Aides say the president’s plan will be modeled after a series of proposals he made in April amid pressure from Republicans to show he was serious about curbing the growth of the nation’s debt.

Those proposals called for $4 trillion in budget savings over 12 years, through a combination of spending cuts and tax increases. But it did not touch Democratic third rails such as Social Security benefits or the Medicare eligibility age.

The new plan is to be submitted to a special bipartisan congressional “supercommittee” that has been tasked with finding at least $1.2 trillion in budget savings by the end of the year.

This week, Obama asked the congressional panel to find an additional $450 billion in savings to pay for the economic stimulus plan he announced Sept. 8.

Separately, a group of roughly 36 Democratic and Republican senators held a news conference Thursday to urge the special panel to find far more savings than the $1.5 trillion target it has set. The group of senators is also considering making its own proposal.

If Obama were to propose increasing the Medicare eligibility age, it would challenge Democratic Party orthodoxy.

Rep. Sander M. Levin (Mich.), the top Democrat on the House Ways and Means Committee, said he would prefer for the president not to adjust the eligibility age.

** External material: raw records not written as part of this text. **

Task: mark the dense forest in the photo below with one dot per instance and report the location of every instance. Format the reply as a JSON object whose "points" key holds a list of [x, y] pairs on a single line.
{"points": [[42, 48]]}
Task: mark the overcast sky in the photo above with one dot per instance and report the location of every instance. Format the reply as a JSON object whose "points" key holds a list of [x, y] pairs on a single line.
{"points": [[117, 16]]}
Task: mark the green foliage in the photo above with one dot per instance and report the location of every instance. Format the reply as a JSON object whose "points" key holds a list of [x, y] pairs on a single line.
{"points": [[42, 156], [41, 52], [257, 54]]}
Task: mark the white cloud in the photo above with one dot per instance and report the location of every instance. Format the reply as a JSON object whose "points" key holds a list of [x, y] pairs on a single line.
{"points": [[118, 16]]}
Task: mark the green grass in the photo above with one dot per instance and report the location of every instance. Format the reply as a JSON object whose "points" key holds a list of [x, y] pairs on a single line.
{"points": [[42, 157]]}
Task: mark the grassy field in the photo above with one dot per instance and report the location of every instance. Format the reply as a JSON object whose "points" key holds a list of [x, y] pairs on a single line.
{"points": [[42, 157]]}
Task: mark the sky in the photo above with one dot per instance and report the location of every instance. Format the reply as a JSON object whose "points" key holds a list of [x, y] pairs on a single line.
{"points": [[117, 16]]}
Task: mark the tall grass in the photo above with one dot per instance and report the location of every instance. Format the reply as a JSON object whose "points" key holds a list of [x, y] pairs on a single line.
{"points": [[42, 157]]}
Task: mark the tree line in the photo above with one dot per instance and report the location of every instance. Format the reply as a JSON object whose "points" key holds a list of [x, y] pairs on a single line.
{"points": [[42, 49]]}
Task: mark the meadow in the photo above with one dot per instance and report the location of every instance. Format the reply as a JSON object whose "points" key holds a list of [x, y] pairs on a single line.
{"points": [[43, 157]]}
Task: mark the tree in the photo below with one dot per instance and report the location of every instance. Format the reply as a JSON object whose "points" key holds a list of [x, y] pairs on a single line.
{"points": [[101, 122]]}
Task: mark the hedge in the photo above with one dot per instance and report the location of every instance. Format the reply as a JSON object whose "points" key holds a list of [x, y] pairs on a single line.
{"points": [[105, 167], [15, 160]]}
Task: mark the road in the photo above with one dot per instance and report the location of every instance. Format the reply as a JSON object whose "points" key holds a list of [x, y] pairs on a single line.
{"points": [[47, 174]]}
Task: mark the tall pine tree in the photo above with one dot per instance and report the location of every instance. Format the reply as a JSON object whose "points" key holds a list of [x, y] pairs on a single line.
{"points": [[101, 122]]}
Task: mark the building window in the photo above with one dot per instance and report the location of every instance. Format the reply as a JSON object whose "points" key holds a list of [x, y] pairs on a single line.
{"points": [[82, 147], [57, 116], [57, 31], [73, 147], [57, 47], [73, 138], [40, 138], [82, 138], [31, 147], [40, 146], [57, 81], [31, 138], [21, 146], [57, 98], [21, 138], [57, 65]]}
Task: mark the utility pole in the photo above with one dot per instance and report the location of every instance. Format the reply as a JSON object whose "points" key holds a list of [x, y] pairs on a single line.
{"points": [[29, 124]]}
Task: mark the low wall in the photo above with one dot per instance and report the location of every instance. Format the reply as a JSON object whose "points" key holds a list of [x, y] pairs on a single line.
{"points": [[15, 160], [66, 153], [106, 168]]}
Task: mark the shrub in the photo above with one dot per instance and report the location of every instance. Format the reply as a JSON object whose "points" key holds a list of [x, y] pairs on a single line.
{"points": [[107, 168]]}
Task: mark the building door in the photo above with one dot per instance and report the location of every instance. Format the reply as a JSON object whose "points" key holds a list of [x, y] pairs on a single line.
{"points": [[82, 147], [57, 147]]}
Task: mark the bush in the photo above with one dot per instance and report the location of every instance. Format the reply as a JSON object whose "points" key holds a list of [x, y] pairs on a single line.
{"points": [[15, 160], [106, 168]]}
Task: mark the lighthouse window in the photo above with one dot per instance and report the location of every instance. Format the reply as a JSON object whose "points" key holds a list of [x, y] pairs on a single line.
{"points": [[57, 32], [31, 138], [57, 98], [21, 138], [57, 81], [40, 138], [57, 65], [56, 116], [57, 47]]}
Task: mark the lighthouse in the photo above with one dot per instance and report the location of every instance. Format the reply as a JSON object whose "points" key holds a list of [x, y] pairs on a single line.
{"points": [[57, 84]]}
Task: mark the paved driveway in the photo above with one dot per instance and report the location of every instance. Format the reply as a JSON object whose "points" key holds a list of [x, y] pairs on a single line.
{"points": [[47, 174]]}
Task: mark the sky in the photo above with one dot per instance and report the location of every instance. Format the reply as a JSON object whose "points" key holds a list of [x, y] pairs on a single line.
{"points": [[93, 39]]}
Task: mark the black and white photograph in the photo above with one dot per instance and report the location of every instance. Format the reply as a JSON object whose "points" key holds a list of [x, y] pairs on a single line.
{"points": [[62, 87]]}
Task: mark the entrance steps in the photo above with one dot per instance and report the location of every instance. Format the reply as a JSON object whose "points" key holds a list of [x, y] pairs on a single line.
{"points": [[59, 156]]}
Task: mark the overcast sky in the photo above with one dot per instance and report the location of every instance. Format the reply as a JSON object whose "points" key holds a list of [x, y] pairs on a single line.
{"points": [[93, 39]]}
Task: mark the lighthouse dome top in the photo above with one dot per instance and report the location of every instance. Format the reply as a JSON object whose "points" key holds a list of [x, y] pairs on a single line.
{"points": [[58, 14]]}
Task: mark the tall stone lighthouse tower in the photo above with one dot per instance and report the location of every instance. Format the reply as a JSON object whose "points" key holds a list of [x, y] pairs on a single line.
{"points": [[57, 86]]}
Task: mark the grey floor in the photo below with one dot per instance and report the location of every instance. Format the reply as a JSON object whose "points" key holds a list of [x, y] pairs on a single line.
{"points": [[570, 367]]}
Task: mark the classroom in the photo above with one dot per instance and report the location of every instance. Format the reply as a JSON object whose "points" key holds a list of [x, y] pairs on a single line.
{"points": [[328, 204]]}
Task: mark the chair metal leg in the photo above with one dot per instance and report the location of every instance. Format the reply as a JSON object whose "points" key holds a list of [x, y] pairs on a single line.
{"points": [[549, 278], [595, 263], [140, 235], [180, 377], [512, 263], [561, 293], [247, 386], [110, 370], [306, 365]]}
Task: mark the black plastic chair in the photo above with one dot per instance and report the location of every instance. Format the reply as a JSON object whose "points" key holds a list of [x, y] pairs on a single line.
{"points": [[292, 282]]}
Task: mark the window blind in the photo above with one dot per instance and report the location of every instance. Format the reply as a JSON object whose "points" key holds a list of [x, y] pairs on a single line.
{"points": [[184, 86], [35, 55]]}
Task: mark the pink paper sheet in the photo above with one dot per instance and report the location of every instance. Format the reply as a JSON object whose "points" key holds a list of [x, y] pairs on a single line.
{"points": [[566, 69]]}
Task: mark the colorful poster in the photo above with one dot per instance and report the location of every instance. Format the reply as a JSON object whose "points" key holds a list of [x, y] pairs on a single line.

“It would increase the number of uninsured,” Levin said.

Under the terms of the proposed deal with Boehner this summer, the Medicare eligibility age would have increased in phases over many years and Social Security changes would not have applied to low-income retirees.

Senior administration officials said this week that Obama had demonstrated his willingness to rein in the nation’s debt by making significant compromises during the negotiations with Boehner.

The talks with Boehner were held against the backdrop of a possible government default. Republicans and some Democrats in Congress had threatened not to raise the federal debt ceiling unless there was agreement on cutting the government budget deficit.

Sen. Christopher A. Coons (D-Del.), a member of the Budget Committee, said Obama would face less need to give ground on popular entitlements, because there is no longer the prospect of an imminent default. “Without a critical short-term deadline, I do think there’s some room to engage the broader American public about where to cut,” Coons said.

In his April speech about deficit reduction, Obama proposed generating most of the health-care savings several ways, namely by building on measures included in his expansion of health-care insurance and negotiating lower prices for prescription drugs.

The proposed deal with Boehner went further and included substantial cuts in benefits. The deal would have sliced $250 billion in Medicare spending by raising the eligibility age, increasing patient premiums on prescription drugs and doctor care and limiting payments to providers. Up to $150 billion more would have been cut from Medicaid.

For the White House to sign off on such dramatic steps now, Republicans would have to accept the kind of tax increases that were discussed with Boehner, according to Jared Bernstein, a former economic adviser to Vice President Biden.

“The only reason to accept any cuts in entitlements is in exchange for substantial revenues, something on the order of dollar for dollar. Otherwise, I don’t see anything ‘grand’ about such a bargain,” said Bernstein, now a senior fellow at the Center on Budget and Policy Priorities. “Furthermore, any such cuts should emphasize cost savings, not benefit cuts. So ‘yes’ on negotiating lower drug costs in Medicare, ‘no’ on raising the eligibility age.”

Staff writers Lori Montgomery and Peter Wallsten contributed to this report.